The Memory Journal MCP server implements comprehensive security measures to protect your personal journal data.

The server uses the native better-sqlite3 driver with sqlite-vec for vector operations, running directly against the filesystem.

• ✅ PRAGMA foreign_keys = ON — enforces referential integrity and ON DELETE CASCADE
• ✅ Parameterized queries — all user input bound via ? placeholders
• ✅ WAL journal mode — high concurrency with non-blocking reads (PRAGMA journal_mode = WAL)
• ✅ Synchronous Normal — optimized durability and performance (PRAGMA synchronous = NORMAL)

• ✅ Data directory: 700 (full access for owner only) in Docker
• ✅ Non-root user (appuser:appgroup) owns data directory

• Journal entries: 50,000 characters maximum
• Tags: 100 characters maximum
• Entry types: 50 characters maximum
• Significance types: 50 characters maximum
• HTTP request body: 1MB maximum (prevents memory exhaustion)

Tags are stored as-is via parameterized queries. Special characters in tags are safely handled by the database layer and do not pose injection risks.

• ✅ No Raw SQL Execution — All raw SQL methods (_executeRawQueryUnsafe) have been removed. All handlers must use strict, parameterized methods defined by IDatabaseAdapter.
• ✅ Parameterized queries used throughout
• ✅ Input validation via Zod schemas before database operations
• ✅ Warning system for potentially dangerous content patterns
• ✅ FTS5 / LIKE pattern sanitization (escapes %, _, \ wildcards and handles FTS5 syntax errors gracefully)
• ✅ Date format whitelisting (prevents strftime injection)

• ✅ Explicit Filesystem Boundaries — Filesystem access MUST be explicitly granted via ALLOWED_IO_ROOTS. The server operates in a fail-closed mode (ALLOWED_IO_ROOTS=[]) by default if not explicitly configured, preventing all filesystem interaction.
• ✅ Implicit Authority Disabled — The server no longer derives ambient filesystem authority from the location of database files.
• ✅ Backup filenames validated - rejects /, \, .. in paths
• ✅ Typed security errors with consistent error codes

When running in HTTP mode (--transport http), the following security measures apply:

• ✅ Configurable multiple origins via comma-separated --cors-origin flag or MCP_CORS_ORIGIN environment variable
• ✅ Exact-match verification (no wildcard matching for custom domains)
• 🔒 Default: None (no external origins allowed by default).

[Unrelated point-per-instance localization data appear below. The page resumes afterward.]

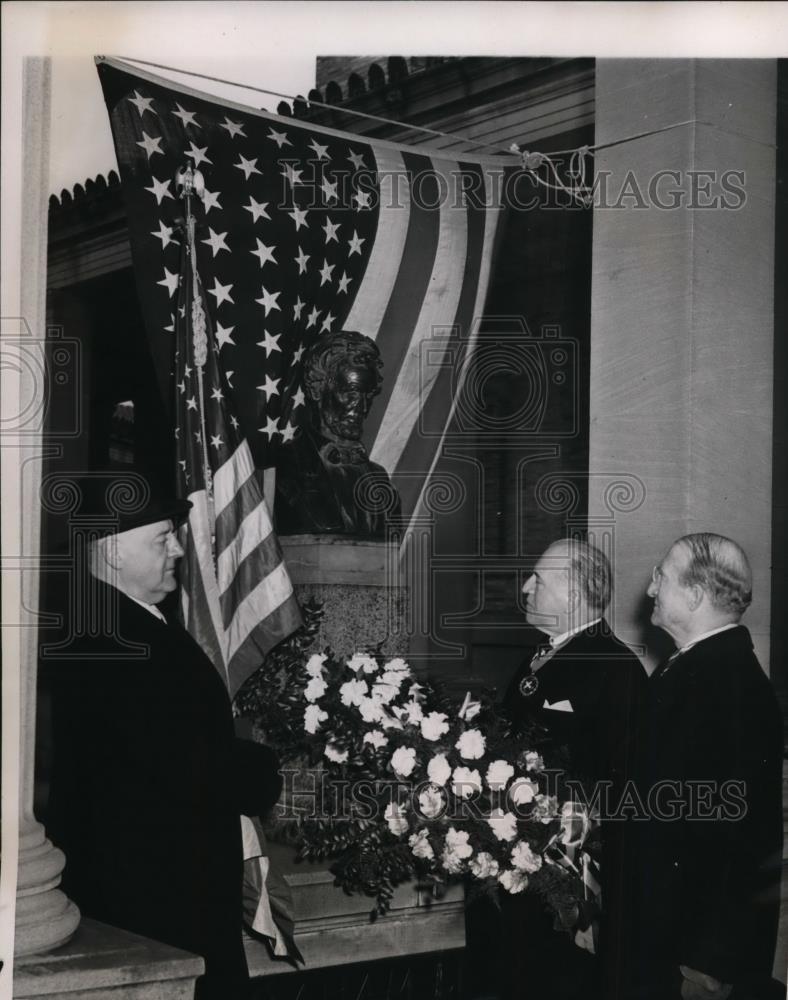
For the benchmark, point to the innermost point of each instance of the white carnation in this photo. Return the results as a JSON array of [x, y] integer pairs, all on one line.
[[484, 865], [395, 817], [471, 744], [403, 760], [360, 661], [431, 802], [438, 769], [353, 691], [371, 710], [546, 808], [314, 665], [434, 725], [513, 881], [313, 716], [522, 791], [315, 689], [384, 693], [524, 859], [465, 782], [397, 665], [420, 845], [498, 773], [335, 754], [503, 825]]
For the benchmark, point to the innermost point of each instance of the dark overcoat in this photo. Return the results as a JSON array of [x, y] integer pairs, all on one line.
[[713, 861], [148, 782], [601, 740]]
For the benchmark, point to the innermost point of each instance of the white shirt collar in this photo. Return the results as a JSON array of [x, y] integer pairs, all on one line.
[[559, 640], [149, 607], [706, 635]]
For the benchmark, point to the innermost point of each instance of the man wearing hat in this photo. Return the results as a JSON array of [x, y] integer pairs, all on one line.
[[148, 779]]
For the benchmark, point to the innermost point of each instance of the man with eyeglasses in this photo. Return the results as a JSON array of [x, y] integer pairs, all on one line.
[[588, 692], [712, 854]]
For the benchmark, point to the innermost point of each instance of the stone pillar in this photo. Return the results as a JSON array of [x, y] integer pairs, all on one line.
[[682, 318], [45, 918]]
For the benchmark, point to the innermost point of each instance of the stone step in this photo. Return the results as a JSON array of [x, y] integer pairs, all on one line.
[[104, 963]]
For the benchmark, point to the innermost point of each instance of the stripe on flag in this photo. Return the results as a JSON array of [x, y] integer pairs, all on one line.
[[304, 231]]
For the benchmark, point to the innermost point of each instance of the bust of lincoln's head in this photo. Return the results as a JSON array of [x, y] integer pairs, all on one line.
[[342, 375]]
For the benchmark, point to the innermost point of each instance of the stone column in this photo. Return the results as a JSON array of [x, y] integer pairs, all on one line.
[[45, 918], [682, 318]]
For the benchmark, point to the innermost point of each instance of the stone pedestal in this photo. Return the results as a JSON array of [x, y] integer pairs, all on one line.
[[335, 929], [365, 602], [104, 963], [44, 918]]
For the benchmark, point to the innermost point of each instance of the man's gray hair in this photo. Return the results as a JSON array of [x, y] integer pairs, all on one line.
[[720, 566], [590, 571]]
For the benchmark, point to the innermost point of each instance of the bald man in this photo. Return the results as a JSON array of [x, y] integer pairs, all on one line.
[[714, 847], [148, 779]]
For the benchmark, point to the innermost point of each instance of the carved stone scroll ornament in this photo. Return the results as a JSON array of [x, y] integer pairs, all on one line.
[[325, 481]]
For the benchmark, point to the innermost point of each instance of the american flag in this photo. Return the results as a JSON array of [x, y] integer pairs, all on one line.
[[302, 231], [237, 597]]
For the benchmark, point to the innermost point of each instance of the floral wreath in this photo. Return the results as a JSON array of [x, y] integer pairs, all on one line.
[[413, 785]]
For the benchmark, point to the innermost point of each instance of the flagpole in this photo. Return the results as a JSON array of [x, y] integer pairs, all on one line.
[[189, 182]]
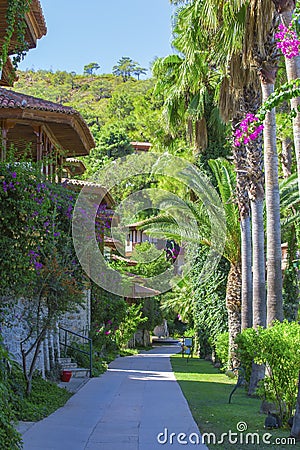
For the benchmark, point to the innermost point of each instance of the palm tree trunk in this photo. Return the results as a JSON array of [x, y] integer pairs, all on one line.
[[246, 309], [242, 185], [259, 283], [286, 9], [252, 98], [296, 423], [286, 156], [233, 303], [274, 274]]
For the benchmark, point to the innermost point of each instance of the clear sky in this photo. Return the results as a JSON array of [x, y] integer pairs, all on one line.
[[102, 31]]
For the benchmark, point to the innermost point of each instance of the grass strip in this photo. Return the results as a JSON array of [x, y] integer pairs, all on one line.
[[207, 391]]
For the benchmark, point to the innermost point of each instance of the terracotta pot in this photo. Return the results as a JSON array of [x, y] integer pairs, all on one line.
[[66, 375]]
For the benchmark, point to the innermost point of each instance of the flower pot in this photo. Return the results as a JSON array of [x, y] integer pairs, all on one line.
[[66, 375]]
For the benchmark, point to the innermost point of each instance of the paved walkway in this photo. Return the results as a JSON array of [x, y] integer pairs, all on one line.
[[127, 408]]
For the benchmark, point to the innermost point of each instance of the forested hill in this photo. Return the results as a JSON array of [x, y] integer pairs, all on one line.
[[103, 100]]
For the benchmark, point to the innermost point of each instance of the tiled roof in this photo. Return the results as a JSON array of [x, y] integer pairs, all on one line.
[[11, 99]]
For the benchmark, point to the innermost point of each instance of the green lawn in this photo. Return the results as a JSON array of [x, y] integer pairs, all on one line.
[[207, 391]]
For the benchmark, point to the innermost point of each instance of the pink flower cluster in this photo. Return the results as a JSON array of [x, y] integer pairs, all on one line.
[[287, 41], [247, 130]]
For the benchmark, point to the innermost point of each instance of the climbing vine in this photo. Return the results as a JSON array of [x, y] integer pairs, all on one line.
[[252, 125], [15, 17]]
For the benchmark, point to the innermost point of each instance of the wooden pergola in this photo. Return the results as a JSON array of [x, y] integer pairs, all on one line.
[[35, 29], [46, 131]]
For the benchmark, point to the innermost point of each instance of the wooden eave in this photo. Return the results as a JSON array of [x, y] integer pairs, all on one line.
[[8, 74], [35, 26], [69, 131], [94, 188], [74, 166]]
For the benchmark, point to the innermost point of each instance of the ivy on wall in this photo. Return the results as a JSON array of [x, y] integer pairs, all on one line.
[[16, 24]]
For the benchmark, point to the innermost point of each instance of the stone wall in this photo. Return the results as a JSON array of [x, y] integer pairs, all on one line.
[[17, 329]]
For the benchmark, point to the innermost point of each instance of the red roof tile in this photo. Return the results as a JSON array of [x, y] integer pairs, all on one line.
[[11, 99]]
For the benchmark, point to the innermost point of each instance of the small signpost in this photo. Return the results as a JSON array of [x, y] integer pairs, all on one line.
[[187, 347]]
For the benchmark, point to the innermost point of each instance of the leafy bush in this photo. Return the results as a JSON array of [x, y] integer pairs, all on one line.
[[9, 437], [278, 347], [83, 360], [45, 398], [222, 348], [129, 326]]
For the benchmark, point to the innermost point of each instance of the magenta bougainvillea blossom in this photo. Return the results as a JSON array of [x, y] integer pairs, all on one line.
[[248, 130], [287, 41]]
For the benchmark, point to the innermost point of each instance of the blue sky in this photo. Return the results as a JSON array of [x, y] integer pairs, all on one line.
[[102, 31]]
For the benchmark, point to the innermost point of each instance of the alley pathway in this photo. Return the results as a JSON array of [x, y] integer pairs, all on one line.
[[136, 405]]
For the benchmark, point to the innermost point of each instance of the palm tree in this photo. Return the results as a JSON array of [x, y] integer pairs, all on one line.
[[187, 82], [165, 224], [285, 9]]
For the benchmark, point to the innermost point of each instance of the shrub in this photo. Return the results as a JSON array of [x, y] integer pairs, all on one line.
[[9, 437], [278, 347]]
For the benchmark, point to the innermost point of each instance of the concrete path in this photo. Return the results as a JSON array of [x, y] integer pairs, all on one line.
[[135, 405]]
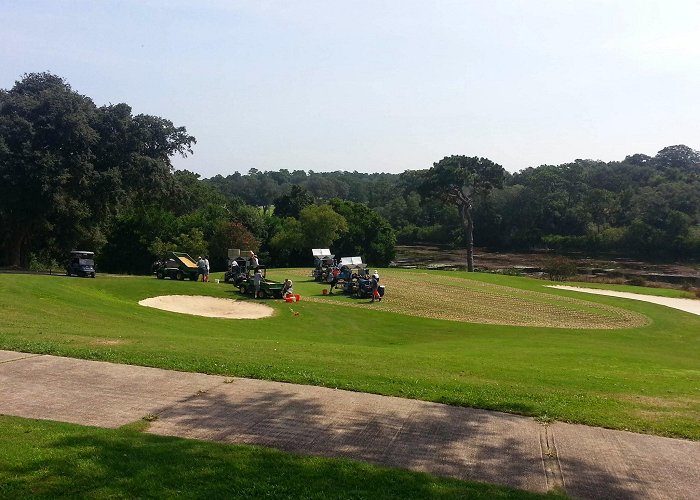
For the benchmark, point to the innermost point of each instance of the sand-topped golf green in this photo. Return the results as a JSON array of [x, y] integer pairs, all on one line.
[[470, 339], [421, 293]]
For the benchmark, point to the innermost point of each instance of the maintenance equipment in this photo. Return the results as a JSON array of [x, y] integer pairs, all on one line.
[[177, 265]]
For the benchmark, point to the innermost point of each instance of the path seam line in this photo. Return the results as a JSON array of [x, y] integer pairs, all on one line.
[[550, 460], [28, 356]]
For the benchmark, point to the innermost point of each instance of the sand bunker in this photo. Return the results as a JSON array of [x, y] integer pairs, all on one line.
[[211, 307]]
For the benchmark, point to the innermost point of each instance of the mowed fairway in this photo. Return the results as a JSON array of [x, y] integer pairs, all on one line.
[[481, 340]]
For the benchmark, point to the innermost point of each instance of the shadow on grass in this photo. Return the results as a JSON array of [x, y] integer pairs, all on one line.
[[461, 443], [63, 460]]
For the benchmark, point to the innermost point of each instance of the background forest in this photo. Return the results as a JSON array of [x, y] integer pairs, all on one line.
[[80, 176]]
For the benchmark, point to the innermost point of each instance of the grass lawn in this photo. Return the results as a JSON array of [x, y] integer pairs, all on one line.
[[528, 349], [41, 459]]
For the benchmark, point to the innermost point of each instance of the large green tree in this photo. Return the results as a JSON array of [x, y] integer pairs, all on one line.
[[459, 180], [67, 165]]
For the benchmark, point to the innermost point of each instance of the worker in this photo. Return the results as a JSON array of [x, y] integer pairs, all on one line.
[[287, 288], [257, 279]]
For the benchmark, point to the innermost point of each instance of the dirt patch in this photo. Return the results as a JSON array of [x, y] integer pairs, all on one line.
[[211, 307]]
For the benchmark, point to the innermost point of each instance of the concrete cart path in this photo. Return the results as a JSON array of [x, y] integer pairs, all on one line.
[[449, 441]]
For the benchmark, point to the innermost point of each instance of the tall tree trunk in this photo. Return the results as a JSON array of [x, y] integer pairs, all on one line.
[[468, 224], [17, 248]]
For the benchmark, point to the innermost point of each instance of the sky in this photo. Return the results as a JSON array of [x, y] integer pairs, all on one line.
[[378, 85]]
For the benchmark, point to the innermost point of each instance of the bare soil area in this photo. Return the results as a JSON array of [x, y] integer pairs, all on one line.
[[441, 257], [211, 307]]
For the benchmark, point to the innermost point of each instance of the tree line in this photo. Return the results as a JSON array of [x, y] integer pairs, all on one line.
[[76, 175]]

You MUST explicitly configure CORS for browsers.
• 🔒 Required: Set specific origins for production deployments, or wildcard (*) will only be accepted if HTTP Authentication is enabled.

# Restrict CORS to specific origins
memory-journal-mcp --transport http --cors-origin "http://localhost:3000,https://my-app.com"

# Or via environment variable
export MCP_CORS_ORIGIN="http://localhost:3000,https://my-app.com"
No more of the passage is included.